Diophantus of Alexandria was one of the last (c. 250 AD) great mathematicians of the Hellenistic period. He is often called the “father of algebra.” An entire branch of mathematics is named for him. It was in the margin of his book Arithmetica that Fermat penned his famous note.
Today, while looking up some information on Diophantus, I came across this wonderfully descriptive quote by Hermann Hankel (1874) on Diophantus and his mathematics (the English translation is by Heath).
Of more general comprehensive methods there is in our author no trace discoverable: every question requires a quite special method, which often will not serve even for the most closely allied problems. It is on that account difficult for a modern mathematician even after studying 100 Diophantine solutions to solve the 101st problem; and if we have made the attempt, and after some vain endeavors read Diophantus’ own solution we shall be astonished to see how suddenly he leaves the broad high-road, dashes into a side-path and with a quick turn reaches the goal with reaching which we should not be content; we expect to have to climb a toilsome path, but to be rewarded at the end by an extensive view; instead of which our guide leads by narrow, strange, but smooth ways to a small eminence; he has finished! He lacks the calm and concentrated energy for a deep plunge into a single important problem; and in this way the reader also hurries with inward unrest from problem to problem as in a game of riddles, without being able to enjoy the individual one. Diophantus dazzles more than he delights. He is in a wonderful measure shrewd, clever, quick-sighted, indefatigable, but does not penetrate thoroughly or deeply into the root of the matter. As his problems seem framed in obedience to no obvious scientific necessity, but often only for the sake of the solution, the solution itself also lacks completeness and deeper signification. He is a brilliant performer in the art of indeterminate analysis invented by him, but the science has nevertheless been indebted, at least directly, to his brilliant genius for few methods, because he was deficient in the speculative thought which sees in the True more than the Correct. That is the general impression which I have derived from a thorough and repeated study of Diophantus’ arithmetic.

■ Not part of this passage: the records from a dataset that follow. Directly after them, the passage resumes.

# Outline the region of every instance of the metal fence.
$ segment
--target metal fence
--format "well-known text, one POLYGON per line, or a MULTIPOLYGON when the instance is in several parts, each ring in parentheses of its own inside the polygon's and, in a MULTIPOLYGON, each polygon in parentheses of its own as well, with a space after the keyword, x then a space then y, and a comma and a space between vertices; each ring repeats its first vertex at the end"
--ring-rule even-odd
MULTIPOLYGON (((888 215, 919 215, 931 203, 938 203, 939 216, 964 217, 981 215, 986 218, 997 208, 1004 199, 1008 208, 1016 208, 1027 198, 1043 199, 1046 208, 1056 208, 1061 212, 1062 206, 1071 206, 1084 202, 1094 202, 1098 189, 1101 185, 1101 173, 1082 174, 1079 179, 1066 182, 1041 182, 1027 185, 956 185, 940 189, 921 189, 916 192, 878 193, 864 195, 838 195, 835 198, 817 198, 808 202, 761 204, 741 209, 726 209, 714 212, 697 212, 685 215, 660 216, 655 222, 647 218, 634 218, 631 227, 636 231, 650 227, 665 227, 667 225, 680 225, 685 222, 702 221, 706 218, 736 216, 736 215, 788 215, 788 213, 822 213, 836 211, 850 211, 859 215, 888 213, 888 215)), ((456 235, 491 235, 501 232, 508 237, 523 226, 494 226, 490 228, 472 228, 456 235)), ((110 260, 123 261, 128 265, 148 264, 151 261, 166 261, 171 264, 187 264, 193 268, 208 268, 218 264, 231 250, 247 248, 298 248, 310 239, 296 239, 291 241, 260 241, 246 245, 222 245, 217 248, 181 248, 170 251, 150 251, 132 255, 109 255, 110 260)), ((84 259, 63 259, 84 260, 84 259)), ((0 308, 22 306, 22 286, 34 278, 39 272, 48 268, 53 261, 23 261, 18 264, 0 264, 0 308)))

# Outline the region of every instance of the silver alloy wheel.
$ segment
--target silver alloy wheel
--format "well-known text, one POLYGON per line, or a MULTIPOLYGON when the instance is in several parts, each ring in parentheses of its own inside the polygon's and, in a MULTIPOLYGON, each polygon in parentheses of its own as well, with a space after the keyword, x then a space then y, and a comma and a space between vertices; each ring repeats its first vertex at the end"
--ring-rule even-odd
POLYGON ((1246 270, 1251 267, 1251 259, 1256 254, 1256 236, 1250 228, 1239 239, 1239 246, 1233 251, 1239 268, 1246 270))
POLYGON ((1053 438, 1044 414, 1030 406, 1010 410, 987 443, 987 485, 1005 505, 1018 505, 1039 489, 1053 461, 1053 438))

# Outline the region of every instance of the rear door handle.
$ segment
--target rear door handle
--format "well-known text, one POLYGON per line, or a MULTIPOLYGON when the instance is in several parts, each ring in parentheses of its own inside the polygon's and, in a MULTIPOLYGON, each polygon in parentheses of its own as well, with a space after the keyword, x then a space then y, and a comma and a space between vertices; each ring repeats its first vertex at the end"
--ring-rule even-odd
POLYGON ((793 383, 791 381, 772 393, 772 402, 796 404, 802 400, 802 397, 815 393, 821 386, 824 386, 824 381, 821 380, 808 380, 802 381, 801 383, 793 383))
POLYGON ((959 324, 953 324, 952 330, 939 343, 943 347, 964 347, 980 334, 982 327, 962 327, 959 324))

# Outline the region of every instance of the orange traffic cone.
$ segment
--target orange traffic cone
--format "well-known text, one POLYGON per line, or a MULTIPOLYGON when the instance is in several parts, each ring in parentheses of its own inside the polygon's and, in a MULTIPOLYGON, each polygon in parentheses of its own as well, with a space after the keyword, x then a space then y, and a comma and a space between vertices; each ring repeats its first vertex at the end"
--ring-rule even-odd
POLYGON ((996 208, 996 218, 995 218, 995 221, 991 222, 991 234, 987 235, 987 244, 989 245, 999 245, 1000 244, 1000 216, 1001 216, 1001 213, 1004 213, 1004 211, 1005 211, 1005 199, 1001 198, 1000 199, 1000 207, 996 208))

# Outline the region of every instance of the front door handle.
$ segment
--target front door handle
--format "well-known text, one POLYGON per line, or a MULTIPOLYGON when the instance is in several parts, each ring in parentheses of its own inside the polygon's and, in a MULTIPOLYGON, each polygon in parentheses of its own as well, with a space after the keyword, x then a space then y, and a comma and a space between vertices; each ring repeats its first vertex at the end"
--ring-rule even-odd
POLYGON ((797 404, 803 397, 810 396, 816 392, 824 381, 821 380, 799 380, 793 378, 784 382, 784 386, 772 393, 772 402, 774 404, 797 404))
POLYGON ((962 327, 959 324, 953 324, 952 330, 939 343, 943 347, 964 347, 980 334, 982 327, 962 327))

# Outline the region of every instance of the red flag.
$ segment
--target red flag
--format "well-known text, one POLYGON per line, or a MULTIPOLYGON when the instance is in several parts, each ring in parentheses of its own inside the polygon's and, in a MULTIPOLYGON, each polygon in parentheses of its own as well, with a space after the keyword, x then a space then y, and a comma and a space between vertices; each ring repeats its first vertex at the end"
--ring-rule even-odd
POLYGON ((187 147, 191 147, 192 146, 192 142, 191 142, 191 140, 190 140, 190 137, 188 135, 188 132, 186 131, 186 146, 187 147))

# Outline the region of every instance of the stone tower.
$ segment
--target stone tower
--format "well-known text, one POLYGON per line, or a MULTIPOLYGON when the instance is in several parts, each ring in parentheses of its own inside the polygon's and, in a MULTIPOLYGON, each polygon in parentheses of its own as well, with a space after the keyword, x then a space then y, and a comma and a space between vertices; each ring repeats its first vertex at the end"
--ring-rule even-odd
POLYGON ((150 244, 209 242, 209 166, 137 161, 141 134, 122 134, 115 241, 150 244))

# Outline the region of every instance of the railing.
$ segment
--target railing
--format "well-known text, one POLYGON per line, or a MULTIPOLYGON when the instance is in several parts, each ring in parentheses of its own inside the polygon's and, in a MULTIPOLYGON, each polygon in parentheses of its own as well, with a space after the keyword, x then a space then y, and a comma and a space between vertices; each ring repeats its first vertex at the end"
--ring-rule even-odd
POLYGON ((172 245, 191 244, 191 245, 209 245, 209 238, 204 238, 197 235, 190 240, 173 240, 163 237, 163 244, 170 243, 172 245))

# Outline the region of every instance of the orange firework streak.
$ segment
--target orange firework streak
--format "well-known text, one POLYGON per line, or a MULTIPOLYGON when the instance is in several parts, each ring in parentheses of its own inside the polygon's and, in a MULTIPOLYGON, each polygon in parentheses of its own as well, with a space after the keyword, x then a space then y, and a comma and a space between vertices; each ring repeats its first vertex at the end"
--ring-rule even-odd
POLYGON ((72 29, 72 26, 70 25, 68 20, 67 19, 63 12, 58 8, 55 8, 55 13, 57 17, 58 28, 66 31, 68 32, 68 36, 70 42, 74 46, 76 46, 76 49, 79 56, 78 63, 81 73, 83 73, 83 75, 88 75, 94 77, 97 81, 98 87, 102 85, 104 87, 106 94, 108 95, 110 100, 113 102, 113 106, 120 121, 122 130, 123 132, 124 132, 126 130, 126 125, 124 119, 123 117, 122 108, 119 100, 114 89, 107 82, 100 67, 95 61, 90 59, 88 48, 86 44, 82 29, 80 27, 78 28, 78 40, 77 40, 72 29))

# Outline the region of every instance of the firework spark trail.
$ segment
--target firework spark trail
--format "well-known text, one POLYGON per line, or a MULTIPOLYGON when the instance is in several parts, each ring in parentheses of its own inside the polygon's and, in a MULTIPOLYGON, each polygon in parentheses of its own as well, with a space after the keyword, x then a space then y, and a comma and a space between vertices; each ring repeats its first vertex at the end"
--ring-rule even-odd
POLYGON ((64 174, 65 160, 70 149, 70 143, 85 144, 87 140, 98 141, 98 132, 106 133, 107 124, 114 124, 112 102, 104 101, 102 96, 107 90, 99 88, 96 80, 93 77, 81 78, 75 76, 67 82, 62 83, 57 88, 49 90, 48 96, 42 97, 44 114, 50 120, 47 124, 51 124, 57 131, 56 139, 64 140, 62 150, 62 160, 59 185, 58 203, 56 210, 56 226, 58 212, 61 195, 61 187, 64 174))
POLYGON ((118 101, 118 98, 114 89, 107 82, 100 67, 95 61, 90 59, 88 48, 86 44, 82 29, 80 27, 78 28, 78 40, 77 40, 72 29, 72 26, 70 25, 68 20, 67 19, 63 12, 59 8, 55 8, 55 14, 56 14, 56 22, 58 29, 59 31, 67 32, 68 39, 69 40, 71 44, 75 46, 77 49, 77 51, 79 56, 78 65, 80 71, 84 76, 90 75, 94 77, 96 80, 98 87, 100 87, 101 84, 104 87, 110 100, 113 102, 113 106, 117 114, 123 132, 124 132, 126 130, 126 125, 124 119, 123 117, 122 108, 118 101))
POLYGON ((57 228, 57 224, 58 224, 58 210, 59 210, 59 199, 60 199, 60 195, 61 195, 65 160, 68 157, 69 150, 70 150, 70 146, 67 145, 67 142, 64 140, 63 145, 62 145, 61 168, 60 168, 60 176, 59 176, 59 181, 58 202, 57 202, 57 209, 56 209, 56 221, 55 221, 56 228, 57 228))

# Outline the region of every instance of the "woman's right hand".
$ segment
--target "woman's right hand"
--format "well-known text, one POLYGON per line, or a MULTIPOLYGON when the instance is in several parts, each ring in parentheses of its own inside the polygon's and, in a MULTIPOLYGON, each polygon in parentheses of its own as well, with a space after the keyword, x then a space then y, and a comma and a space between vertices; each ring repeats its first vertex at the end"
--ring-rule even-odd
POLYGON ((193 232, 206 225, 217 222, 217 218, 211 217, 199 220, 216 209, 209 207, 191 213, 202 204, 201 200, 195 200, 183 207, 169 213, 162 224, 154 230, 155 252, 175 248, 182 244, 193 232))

It’s certainly expressed very well, but I suspect that he is wrong, i.e., that there actually is an underlying method, though it’s not the kind of method a modern mathematician wants.
You’re probably right. I don’t know much about (today’s) Diophantine analysis or Diophantus’s work—so I can’t offer an opinion. I just found this quote to be an interesting mixture of respect, awe, frustration, and dismissiveness.